Team Goemkarponn
PANAJI: The Comptroller and Auditor General (CAG) has highlighted a major lapse in Goa’s industrial planning, noting that land acquired at a cost of Rs 70.45 crore for the expansion of Shiroda Industrial Estate has remained unused for nearly six years, generating neither industrial activity nor employment.
According to the CAG report for the year ending March 2023, tabled in the Assembly, the Goa Industrial Development Corporation (GIDC) proposed in May 2013 the acquisition of 1,87,825 square metres of land at Shiroda village for Phase-II expansion, citing insufficient space to meet demand from entrepreneurs. The Industries Department processed the proposal, obtained necessary approvals, and requested the North Goa Collector to initiate land acquisition.
The Land Acquisition Officer fixed compensation at Rs 70.45 crore in October 2015, with 1,79,939.61 sqm belonging to M/s Vedant Real Estate Developers and the remaining 7,885.39 sqm owned by 11 other parties.
However, in September 2016, GIDC raised concerns that the high compensation would lead to prohibitively high land premiums, discouraging potential industrial investors.
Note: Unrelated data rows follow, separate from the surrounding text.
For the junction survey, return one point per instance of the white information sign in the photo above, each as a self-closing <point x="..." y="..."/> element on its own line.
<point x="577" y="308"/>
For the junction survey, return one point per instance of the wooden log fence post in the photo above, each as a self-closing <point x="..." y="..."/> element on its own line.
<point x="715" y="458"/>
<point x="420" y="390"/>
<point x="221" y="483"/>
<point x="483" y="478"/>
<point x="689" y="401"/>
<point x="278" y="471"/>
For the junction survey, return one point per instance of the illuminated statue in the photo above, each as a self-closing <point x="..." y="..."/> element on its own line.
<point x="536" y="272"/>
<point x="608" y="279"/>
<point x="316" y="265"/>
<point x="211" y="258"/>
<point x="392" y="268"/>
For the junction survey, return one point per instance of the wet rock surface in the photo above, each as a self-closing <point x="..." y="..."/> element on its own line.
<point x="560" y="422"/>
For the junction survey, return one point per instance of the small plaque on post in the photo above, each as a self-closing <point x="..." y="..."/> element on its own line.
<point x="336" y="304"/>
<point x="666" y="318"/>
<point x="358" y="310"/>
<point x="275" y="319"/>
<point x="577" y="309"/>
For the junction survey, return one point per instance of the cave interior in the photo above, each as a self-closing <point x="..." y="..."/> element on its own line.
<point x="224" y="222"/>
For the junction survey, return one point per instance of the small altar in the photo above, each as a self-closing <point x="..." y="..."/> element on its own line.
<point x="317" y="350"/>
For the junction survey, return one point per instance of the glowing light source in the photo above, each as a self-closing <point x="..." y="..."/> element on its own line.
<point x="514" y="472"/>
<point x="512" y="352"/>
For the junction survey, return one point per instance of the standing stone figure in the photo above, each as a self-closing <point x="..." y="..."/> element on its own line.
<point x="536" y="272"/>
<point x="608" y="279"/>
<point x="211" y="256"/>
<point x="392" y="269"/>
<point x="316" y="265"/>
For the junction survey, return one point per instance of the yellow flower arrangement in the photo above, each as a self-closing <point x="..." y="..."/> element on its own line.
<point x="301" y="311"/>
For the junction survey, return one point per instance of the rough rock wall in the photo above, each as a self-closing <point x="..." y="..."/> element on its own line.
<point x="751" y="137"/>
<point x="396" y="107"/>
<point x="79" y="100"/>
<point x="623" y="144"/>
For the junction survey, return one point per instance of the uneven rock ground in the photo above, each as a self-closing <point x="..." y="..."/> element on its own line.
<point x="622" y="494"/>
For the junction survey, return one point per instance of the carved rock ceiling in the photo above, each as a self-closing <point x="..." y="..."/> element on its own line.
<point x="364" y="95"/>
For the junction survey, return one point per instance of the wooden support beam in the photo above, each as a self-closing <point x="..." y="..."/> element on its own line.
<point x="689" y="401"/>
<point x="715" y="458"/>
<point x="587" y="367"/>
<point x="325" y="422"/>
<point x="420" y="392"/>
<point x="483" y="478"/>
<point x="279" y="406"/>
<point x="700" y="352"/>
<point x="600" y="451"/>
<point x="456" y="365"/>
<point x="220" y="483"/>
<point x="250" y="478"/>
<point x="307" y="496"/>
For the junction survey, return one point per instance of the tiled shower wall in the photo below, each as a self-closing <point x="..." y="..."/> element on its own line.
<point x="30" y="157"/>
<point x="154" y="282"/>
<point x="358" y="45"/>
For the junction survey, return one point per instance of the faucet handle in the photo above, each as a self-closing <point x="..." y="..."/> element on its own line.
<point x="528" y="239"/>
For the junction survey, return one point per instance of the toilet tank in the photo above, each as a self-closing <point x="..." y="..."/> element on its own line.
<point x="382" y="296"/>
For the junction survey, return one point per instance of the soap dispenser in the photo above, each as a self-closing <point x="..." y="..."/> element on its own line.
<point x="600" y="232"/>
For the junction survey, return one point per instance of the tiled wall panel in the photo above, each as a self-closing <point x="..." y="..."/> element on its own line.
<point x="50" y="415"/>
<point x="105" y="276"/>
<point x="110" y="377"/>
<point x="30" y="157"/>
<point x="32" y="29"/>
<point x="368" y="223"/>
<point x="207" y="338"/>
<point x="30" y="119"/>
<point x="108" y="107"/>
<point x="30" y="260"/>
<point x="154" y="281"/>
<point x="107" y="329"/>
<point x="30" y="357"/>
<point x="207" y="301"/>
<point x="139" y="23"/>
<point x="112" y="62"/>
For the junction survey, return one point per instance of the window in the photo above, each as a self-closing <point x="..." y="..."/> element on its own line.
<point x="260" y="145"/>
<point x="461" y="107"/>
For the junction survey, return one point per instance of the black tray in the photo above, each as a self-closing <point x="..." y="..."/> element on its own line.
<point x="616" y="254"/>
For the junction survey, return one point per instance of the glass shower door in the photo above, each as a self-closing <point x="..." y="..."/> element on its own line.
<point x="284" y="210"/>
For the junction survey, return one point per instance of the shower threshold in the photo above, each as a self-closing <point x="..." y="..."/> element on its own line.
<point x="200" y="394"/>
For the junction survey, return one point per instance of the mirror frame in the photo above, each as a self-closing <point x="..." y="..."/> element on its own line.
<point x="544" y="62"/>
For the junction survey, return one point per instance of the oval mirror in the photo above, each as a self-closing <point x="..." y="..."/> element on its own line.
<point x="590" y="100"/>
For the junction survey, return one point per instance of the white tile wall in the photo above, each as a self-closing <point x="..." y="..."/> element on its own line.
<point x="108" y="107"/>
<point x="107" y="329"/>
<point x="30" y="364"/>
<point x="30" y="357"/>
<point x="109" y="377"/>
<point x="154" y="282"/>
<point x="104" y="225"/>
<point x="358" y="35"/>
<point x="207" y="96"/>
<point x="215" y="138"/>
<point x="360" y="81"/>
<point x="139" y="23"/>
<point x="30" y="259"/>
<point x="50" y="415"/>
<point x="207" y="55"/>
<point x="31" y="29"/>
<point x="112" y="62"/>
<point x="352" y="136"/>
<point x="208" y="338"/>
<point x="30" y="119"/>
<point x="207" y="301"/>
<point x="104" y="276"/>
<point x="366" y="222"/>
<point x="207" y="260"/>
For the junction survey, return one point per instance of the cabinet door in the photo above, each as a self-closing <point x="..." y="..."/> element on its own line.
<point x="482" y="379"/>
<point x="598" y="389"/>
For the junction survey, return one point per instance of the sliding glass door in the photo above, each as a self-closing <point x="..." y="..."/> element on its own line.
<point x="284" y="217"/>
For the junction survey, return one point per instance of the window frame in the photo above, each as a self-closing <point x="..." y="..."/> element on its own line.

Despite repeated warnings from GIDC and the Directorate of Industries, Trade and Commerce (DITC), the government approved the acquisition in February 2018. Land possession was handed over to GIDC in August 2018.
CAG noted that, had the acquisition proceeded at the awarded cost, land premiums at Shiroda would have been around Rs 10,530 per sqm—almost five times higher than the highest premium at Verna Industrial Estate—making the plots unaffordable for entrepreneurs. Consequently, the land has remained idle for six years, defeating the very purpose of the acquisition.